L’avantage de la multiplication végétative est qu’on disperse un petit peu de champignon et un petit peu d’algue en même temps, ce qui évite l’étape plus qu’aléatoire de recherche d’une algue partenaire qui est inhérente à la reproduction par spore. Le principe est donc de former des petites structures contenant les deux symbiotes et prêtes à être emportées par l’eau ou le frottement. Les deux structures les plus fréquentes sont les isidies et les soralies. Dans les premières, les excroissances sont protégées par du cortex donc les isidies ressemblent au thalle alors que les soralies correspondent à des déchirures du cortex et ont donc un aspect souvent poudreux. Mais tous les intermédiaires existent. En ce qui me concerne, je produis des isidies sur les « côtes » de mon thalle, qui évoluent souvent en soralies.

Que deviennent ces isidies ou ces soralies quand elles se détachent de votre thalle ?

Elles ne se développeront que si elles arrivent sur un support adapté et dans des conditions favorables. Dans mon cas, il faut qu’elles se fixent sur une écorce, avec une nette préférence pour les écorces de feuillus, notamment les hêtres et les érables. C’est pourquoi je suis assez fréquent sur la Haute-Chaine du Jura !

Tous les lichens ne sont pas inféodés aux écorces ?

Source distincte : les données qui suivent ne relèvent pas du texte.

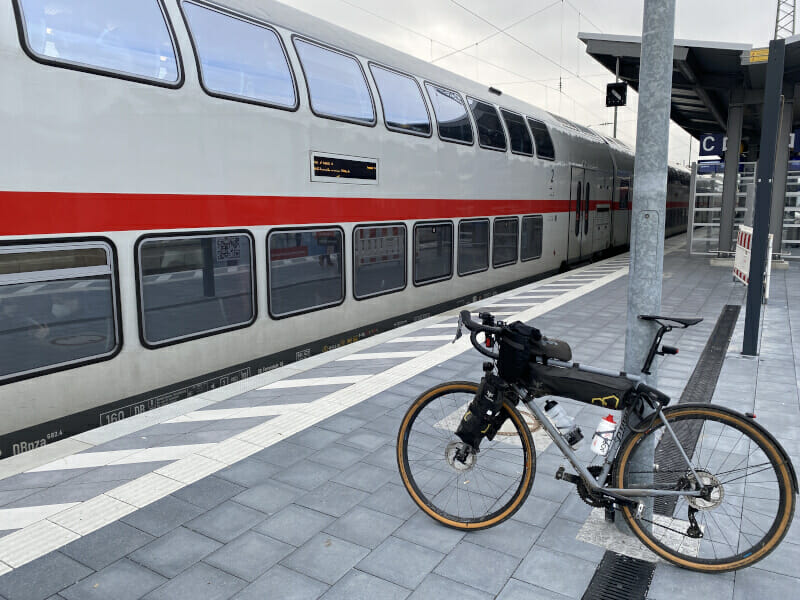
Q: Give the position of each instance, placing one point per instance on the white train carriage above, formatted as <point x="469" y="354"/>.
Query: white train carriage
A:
<point x="180" y="181"/>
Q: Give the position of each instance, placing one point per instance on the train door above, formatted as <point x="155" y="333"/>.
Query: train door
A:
<point x="575" y="235"/>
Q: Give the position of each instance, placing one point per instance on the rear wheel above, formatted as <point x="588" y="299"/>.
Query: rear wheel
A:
<point x="748" y="496"/>
<point x="481" y="491"/>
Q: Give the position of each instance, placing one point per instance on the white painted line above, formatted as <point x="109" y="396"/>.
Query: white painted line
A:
<point x="420" y="338"/>
<point x="311" y="381"/>
<point x="17" y="518"/>
<point x="32" y="542"/>
<point x="383" y="355"/>
<point x="246" y="412"/>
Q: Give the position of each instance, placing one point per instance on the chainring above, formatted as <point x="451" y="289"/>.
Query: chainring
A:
<point x="592" y="498"/>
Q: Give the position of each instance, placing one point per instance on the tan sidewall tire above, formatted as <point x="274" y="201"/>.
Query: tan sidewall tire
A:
<point x="527" y="440"/>
<point x="782" y="472"/>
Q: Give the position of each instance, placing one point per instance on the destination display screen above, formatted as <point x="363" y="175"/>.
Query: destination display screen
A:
<point x="345" y="168"/>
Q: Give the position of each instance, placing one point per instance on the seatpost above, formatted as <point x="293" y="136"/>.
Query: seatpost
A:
<point x="654" y="347"/>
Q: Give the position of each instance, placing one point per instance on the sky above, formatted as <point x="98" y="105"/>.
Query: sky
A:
<point x="530" y="48"/>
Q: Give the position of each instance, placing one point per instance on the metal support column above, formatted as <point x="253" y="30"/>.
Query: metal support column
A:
<point x="766" y="166"/>
<point x="779" y="179"/>
<point x="650" y="188"/>
<point x="730" y="178"/>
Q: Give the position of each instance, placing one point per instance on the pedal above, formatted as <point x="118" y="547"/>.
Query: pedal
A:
<point x="562" y="475"/>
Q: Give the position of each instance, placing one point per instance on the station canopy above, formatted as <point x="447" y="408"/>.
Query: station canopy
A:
<point x="707" y="77"/>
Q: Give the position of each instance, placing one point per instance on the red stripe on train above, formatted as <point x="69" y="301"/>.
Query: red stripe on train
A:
<point x="31" y="213"/>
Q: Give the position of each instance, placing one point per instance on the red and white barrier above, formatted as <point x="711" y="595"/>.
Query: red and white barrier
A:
<point x="741" y="262"/>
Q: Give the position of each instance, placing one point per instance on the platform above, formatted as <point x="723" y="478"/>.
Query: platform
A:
<point x="285" y="485"/>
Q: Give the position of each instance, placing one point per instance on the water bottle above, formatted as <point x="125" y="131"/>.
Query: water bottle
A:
<point x="565" y="424"/>
<point x="601" y="440"/>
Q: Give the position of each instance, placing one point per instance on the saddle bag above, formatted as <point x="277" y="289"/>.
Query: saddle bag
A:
<point x="592" y="388"/>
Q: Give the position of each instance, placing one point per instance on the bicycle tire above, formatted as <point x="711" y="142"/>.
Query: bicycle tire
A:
<point x="431" y="500"/>
<point x="698" y="426"/>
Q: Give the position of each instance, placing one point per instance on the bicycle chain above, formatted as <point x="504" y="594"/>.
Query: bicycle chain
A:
<point x="592" y="498"/>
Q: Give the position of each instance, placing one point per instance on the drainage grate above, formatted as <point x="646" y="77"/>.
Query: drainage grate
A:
<point x="620" y="577"/>
<point x="700" y="388"/>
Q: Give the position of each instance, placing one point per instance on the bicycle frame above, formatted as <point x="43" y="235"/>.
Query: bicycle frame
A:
<point x="625" y="495"/>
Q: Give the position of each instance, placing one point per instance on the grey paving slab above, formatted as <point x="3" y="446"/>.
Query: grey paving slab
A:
<point x="364" y="527"/>
<point x="122" y="580"/>
<point x="511" y="537"/>
<point x="294" y="524"/>
<point x="401" y="562"/>
<point x="175" y="552"/>
<point x="436" y="587"/>
<point x="423" y="530"/>
<point x="391" y="499"/>
<point x="106" y="545"/>
<point x="227" y="521"/>
<point x="209" y="492"/>
<point x="332" y="498"/>
<point x="325" y="557"/>
<point x="268" y="498"/>
<point x="163" y="515"/>
<point x="357" y="585"/>
<point x="42" y="578"/>
<point x="556" y="572"/>
<point x="519" y="590"/>
<point x="367" y="477"/>
<point x="249" y="555"/>
<point x="199" y="581"/>
<point x="307" y="474"/>
<point x="493" y="573"/>
<point x="671" y="582"/>
<point x="249" y="472"/>
<point x="338" y="456"/>
<point x="288" y="584"/>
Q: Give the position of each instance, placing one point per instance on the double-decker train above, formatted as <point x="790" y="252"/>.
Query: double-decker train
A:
<point x="195" y="192"/>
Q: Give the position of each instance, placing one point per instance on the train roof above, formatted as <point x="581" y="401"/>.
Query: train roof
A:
<point x="313" y="27"/>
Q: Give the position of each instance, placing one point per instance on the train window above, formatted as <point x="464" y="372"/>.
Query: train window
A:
<point x="194" y="285"/>
<point x="379" y="260"/>
<point x="490" y="131"/>
<point x="451" y="114"/>
<point x="521" y="142"/>
<point x="240" y="59"/>
<point x="433" y="252"/>
<point x="125" y="37"/>
<point x="306" y="270"/>
<point x="57" y="307"/>
<point x="404" y="109"/>
<point x="504" y="248"/>
<point x="473" y="246"/>
<point x="544" y="143"/>
<point x="337" y="87"/>
<point x="531" y="242"/>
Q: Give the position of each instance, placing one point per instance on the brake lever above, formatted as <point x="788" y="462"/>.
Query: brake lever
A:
<point x="458" y="331"/>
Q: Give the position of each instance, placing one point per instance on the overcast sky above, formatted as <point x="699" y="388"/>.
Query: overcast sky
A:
<point x="540" y="44"/>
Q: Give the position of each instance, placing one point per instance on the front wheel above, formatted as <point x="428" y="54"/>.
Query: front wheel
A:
<point x="481" y="491"/>
<point x="747" y="499"/>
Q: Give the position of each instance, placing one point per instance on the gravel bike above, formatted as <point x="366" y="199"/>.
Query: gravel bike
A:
<point x="702" y="486"/>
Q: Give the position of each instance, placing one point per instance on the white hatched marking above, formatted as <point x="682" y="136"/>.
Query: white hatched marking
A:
<point x="420" y="338"/>
<point x="93" y="514"/>
<point x="32" y="542"/>
<point x="382" y="355"/>
<point x="145" y="490"/>
<point x="312" y="381"/>
<point x="17" y="518"/>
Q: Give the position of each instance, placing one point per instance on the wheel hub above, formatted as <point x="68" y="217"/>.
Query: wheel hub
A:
<point x="460" y="456"/>
<point x="711" y="488"/>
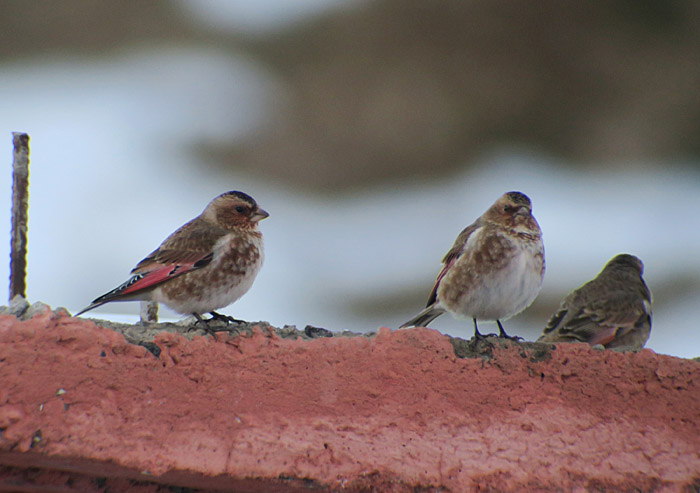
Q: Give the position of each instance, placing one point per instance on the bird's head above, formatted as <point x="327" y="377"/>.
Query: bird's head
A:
<point x="512" y="209"/>
<point x="234" y="210"/>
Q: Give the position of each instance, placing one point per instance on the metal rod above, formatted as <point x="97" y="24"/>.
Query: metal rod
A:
<point x="20" y="205"/>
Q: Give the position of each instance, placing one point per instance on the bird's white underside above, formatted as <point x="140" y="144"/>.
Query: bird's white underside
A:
<point x="505" y="292"/>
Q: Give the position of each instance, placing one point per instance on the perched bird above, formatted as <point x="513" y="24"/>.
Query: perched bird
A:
<point x="614" y="309"/>
<point x="494" y="269"/>
<point x="206" y="264"/>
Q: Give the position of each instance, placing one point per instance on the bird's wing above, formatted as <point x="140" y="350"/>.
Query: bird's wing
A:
<point x="451" y="257"/>
<point x="189" y="248"/>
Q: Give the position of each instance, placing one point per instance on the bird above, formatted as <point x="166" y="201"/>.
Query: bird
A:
<point x="493" y="271"/>
<point x="613" y="310"/>
<point x="206" y="264"/>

Non, loin de là ! Outre les corticoles, on trouve les saxicoles sur les rochers et les terricoles au sol, sans compter les folicoles, les muscicoles, les lignicoles, les humicoles, etc. Je pourrais ajouter les « n’importe-quoi-coles » car certains d’entre nous font preuve qu’une grande adaptabilité et s’installent sur du métal, du béton et tout autre support totalement artificiel de votre production !

Comment les lichens arrivent-ils à vivre sur des supports inertes ?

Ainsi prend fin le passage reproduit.